One particularly striking finding in the study was that the transplanted patients began to show resolution of the white matter lesions within 2 weeks of the procedure. At 3 months, Raymond reported, the amount of gadolinium retained during MRI scans fell by a mean of about 33% from baseline.

, of Weill Cornell Medical College in New York City, who was not involved in the study, commented that perhaps the myeloablative conditioning regimens used to prepare patients for the transplants was responsible. He suggested that the transplant would not have had such a rapid onset of action.

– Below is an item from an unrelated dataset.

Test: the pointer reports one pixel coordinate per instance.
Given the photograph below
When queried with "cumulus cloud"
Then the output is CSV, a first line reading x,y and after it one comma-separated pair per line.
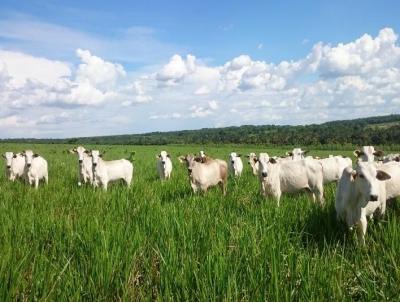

Raymond agreed that this was possible. He noted that, in 12 of the patients, the transplant failed to engraft. Nevertheless, he said, disability progression in these patients appeared to slow anyway.

Disclosures

The study was funded by Bluebird Bio of Cambridge, Mass., which is developing a gene therapy applied to autologous stem cell transplant for CCALD.

Raymond had no other conflict of interest disclosures. Kosofsky had no disclosures.

Primary Source

Child Neurology Society

Raymond G, et al "Efficacy and Safety of Hematopoietic Cell Therapy in X-linked Adrenoleukodystrophy: a Multiinstitutional Study (ALD-101)" CNS 2013; Abstract PS1-2.